[PATCH 10/12] i3c: mipi-i3c-hci: Fix race in DMA error handling in interrupt context
Adrian Hunter
adrian.hunter at intel.com
Mon Mar 2 00:45:25 PST 2026
On 27/02/2026 18:40, Frank Li wrote:
> On Fri, Feb 27, 2026 at 04:11:47PM +0200, Adrian Hunter wrote:
>> The DMA ring halts whenever a transfer encounters an error. The interrupt
>> handler previously attempted to detect this situation and restart the ring
>> if a transfer completed at the same time. However, this restart logic runs
>> entirely in interrupt context and is inherently racy: it interacts with
>> other paths manipulating the ring state, and fully serializing it within
>> the interrupt handler is not practical.
>>
>> Move this error-recovery logic out of the interrupt handler and into the
>> transfer-processing path (i3c_hci_process_xfer()), where serialization and
>> state management are already controlled. Introduce a new optional I/O-ops
>> callback, handle_error(), invoked when a completed transfer reports an
>> error. For DMA operation, the implementation simply calls the existing
>> dequeue function, which safely aborts and restarts the ring when needed.
>>
>> This removes the fragile ring-restart logic from the interrupt handler and
>> centralizes error handling where proper sequencing can be ensured.
>>
>> Fixes: ccdb2e0e3b00d ("i3c: mipi-i3c-hci: Add Intel specific quirk to ring resuming")
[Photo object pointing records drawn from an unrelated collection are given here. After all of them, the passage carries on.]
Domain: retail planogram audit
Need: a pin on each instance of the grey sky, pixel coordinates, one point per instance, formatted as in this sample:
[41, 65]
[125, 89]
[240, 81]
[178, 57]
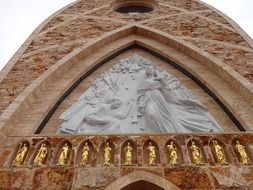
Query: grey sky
[18, 19]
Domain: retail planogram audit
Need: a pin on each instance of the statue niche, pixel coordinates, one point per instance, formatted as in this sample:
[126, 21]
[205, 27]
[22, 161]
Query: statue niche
[136, 96]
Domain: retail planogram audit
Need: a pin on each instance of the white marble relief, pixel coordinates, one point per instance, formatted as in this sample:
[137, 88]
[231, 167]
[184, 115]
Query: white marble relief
[136, 96]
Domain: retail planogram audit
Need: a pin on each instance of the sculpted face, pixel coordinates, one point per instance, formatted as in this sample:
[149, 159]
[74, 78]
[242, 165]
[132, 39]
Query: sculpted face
[115, 104]
[150, 71]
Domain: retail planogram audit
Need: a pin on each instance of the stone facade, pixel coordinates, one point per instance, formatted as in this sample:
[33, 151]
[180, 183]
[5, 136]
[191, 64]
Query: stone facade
[185, 175]
[209, 53]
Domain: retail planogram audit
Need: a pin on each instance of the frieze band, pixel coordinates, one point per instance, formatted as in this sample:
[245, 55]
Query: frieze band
[105, 154]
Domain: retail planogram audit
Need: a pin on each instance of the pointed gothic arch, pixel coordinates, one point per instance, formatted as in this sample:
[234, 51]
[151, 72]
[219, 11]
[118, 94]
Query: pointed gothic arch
[142, 176]
[163, 45]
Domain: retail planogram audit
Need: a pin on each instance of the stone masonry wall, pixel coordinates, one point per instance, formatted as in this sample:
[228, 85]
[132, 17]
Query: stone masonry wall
[96, 176]
[85, 20]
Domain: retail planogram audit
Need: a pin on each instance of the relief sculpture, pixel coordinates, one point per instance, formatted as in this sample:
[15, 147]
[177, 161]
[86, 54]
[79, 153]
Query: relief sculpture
[136, 96]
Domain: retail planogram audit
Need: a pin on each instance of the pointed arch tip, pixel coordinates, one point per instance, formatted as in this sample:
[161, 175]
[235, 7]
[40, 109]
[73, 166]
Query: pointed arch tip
[145, 176]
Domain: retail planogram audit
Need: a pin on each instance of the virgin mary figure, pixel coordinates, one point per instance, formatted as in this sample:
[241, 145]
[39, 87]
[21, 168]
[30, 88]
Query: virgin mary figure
[166, 107]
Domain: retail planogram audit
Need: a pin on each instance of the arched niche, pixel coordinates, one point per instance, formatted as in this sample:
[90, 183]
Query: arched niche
[63, 153]
[243, 146]
[101, 154]
[141, 178]
[142, 185]
[146, 152]
[133, 146]
[199, 151]
[44, 149]
[167, 47]
[173, 142]
[21, 154]
[92, 157]
[224, 150]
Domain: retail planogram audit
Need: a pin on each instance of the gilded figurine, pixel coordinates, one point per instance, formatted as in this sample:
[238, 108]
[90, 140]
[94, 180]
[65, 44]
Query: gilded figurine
[107, 154]
[85, 155]
[41, 155]
[219, 153]
[21, 154]
[151, 154]
[128, 154]
[241, 151]
[63, 155]
[172, 153]
[196, 154]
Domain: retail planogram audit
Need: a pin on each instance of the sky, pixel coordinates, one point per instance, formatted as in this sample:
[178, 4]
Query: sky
[19, 18]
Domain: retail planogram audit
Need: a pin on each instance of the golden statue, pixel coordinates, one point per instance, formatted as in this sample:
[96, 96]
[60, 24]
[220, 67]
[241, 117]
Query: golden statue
[21, 154]
[172, 153]
[151, 154]
[219, 153]
[85, 155]
[128, 154]
[63, 155]
[41, 155]
[196, 154]
[241, 151]
[107, 154]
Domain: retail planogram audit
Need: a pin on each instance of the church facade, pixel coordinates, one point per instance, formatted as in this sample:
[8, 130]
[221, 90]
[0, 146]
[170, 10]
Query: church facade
[129, 94]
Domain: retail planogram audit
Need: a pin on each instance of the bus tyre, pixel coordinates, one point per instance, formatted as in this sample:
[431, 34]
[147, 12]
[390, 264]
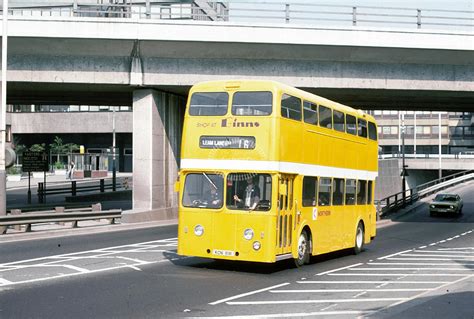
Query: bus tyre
[359, 240]
[303, 250]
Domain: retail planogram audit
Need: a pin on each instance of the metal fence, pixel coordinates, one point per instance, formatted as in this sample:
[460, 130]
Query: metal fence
[399, 200]
[260, 11]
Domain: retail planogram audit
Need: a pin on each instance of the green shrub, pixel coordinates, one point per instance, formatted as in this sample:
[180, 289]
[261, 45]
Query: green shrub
[58, 165]
[14, 170]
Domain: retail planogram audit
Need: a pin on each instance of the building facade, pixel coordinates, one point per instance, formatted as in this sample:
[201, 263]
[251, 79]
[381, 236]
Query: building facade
[422, 132]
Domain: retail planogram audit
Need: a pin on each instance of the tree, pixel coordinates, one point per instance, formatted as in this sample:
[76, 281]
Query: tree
[38, 147]
[57, 147]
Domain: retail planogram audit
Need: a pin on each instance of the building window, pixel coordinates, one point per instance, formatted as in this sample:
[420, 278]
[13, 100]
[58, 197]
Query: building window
[8, 134]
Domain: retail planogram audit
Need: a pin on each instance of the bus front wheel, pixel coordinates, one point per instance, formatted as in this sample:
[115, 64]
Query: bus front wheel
[359, 240]
[303, 250]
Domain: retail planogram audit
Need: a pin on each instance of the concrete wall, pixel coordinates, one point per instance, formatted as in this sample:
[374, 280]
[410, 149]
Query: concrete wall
[157, 126]
[389, 180]
[70, 122]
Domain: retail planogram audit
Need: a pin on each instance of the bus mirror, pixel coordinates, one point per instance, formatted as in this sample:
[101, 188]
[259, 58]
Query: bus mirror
[176, 186]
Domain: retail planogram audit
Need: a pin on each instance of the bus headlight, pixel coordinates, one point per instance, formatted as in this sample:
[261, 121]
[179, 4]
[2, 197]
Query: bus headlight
[256, 245]
[198, 230]
[248, 233]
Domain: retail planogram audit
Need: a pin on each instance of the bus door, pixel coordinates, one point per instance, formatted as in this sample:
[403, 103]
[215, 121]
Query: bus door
[286, 214]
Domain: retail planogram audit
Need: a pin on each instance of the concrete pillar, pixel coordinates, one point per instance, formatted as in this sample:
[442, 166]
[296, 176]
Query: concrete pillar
[157, 126]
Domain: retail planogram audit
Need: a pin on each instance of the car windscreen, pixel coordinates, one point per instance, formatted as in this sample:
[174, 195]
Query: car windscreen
[445, 198]
[208, 103]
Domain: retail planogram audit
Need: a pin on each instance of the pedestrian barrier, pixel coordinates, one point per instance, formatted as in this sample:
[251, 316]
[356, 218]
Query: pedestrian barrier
[59, 215]
[401, 199]
[43, 191]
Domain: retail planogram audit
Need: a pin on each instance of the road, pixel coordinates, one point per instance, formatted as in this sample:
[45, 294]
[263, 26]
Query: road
[417, 267]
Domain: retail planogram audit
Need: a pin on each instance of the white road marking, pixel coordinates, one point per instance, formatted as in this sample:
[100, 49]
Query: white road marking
[388, 256]
[284, 302]
[76, 253]
[108, 253]
[331, 271]
[433, 275]
[443, 252]
[422, 264]
[460, 248]
[299, 314]
[434, 255]
[4, 282]
[426, 259]
[134, 267]
[248, 294]
[347, 290]
[370, 282]
[410, 268]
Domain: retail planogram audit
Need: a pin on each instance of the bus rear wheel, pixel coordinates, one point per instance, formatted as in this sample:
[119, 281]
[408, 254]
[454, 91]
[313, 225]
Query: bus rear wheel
[303, 250]
[359, 240]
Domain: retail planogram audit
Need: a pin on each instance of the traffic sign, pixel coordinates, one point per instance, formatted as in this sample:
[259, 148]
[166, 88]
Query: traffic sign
[35, 162]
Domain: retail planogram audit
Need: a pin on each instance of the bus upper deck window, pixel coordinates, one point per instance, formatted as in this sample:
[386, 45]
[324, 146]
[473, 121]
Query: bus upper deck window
[209, 104]
[291, 107]
[252, 103]
[351, 124]
[362, 128]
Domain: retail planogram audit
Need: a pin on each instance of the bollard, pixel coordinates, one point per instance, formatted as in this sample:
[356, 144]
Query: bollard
[59, 209]
[96, 208]
[40, 193]
[16, 212]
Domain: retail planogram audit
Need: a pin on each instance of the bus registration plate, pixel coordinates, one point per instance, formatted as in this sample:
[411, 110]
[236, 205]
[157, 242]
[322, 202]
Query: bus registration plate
[220, 252]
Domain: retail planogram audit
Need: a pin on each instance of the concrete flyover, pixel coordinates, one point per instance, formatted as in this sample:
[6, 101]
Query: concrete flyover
[83, 58]
[151, 64]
>> Cc: stable at vger.kernel.org
>> Signed-off-by: Adrian Hunter <adrian.hunter at intel.com>
>> ---
>> drivers/i3c/master/mipi-i3c-hci/core.c | 19 ++++++++++++----
>> drivers/i3c/master/mipi-i3c-hci/dma.c | 31 +++++++-------------------
>> drivers/i3c/master/mipi-i3c-hci/hci.h | 1 +
>> 3 files changed, 24 insertions(+), 27 deletions(-)
>>
>> diff --git a/drivers/i3c/master/mipi-i3c-hci/core.c b/drivers/i3c/master/mipi-i3c-hci/core.c
>> index 9cfe12fb9a0e..741f543aae68 100644
>> --- a/drivers/i3c/master/mipi-i3c-hci/core.c
>> +++ b/drivers/i3c/master/mipi-i3c-hci/core.c
>> @@ -223,10 +223,21 @@ int i3c_hci_process_xfer(struct i3c_hci *hci, struct hci_xfer *xfer, int n)
>> if (ret)
>> return ret;
>>
>> - if (!wait_for_completion_timeout(done, timeout) &&
>> - hci->io->dequeue_xfer(hci, xfer, n)) {
>> - dev_err(&hci->master.dev, "%s: timeout error\n", __func__);
>> - return -ETIMEDOUT;
>> + if (!wait_for_completion_timeout(done, timeout)) {
>> + if (hci->io->dequeue_xfer(hci, xfer, n)) {
>
> It is also an error, why not call handle_error() here.
It is different between PIO and DMA. DMA has an extra need to
restart the DMA ring after an error. PIO does not need that,
so for PIO ->handle_error() should do nothing, which is not the
same as ->dequeue_xfer().
>
> Frank
>> + dev_err(&hci->master.dev, "%s: timeout error\n", __func__);
>> + return -ETIMEDOUT;
>> + }
>> + return 0;
>> + }
>> +
>> + if (hci->io->handle_error) {
>> + bool error = false;
>> +
>> + for (int i = 0; i < n && !error; i++)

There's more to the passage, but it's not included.